The secretary or any other officer of the Corporation may change the address recorded in the records of the Corporation of any person in accordance with any information such person believes to be reliable.

 

  10.04 Computation of Days:

 

In computing any period of days or clear days under the by-laws of the Corporation or the Act, the period shall be deemed to commence on the day following the event that begins the period and shall be deemed to end at midnight on the last day of the period except that if the last day of the period falls on a holiday, the period shall end at midnight of the first day next following such day that is not a holiday.

 

  10.05 Omissions and Errors:

 

The accidental omission to give any notice to any person, or the non-receipt of any notice by any person or any immaterial error in any notice shall not invalidate any action taken at any meeting held pursuant to such notice or otherwise founded thereon.

 

  10.06 Unregistered Shareholders:

 

Subject to the Act, every person who becomes entitled to any share of the Corporation shall be bound by every notice in respect of such share which was given to any previous holder thereof prior to the name and address of such person being entered on the securities register of the Corporation.

 

  10.07 Waiver of Notice:

 

Any person entitled to attend a meeting of the shareholders of the Corporation or directors or a committee thereof may in any manner and at any time waive notice thereof, and attendance of any shareholder or his, her or its proxyholder or authorized representative or of any other person at any meeting is a waiver of notice thereof by such shareholder or other person except where the attendance is for the express purpose of objecting to the transaction of any business on the grounds that the meeting is not lawfully called.
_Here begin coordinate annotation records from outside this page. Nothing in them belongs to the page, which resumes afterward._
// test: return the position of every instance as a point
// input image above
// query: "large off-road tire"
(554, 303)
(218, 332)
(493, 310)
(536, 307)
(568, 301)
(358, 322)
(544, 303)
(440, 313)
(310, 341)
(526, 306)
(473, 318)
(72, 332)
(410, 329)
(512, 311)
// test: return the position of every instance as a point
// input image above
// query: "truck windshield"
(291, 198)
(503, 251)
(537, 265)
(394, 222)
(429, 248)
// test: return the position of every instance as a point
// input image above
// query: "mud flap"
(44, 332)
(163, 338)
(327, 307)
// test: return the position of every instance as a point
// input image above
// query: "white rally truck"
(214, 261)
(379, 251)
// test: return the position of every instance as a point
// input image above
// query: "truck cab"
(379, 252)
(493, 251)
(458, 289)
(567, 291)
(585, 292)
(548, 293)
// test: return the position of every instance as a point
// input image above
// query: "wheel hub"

In addition, where any notice or document is required to be given under the articles or by-laws of the Corporation or the Act, the notice may be waived or the time for sending the notice or document may be waived or abridged at any time with the consent in writing of the person entitled thereto. Any meeting may be held without notice or on shorter notice than that provided for in the by-laws of the Corporation if all persons not receiving the notice to which they are entitled waive notice of or accept short notice of the holding of such meeting.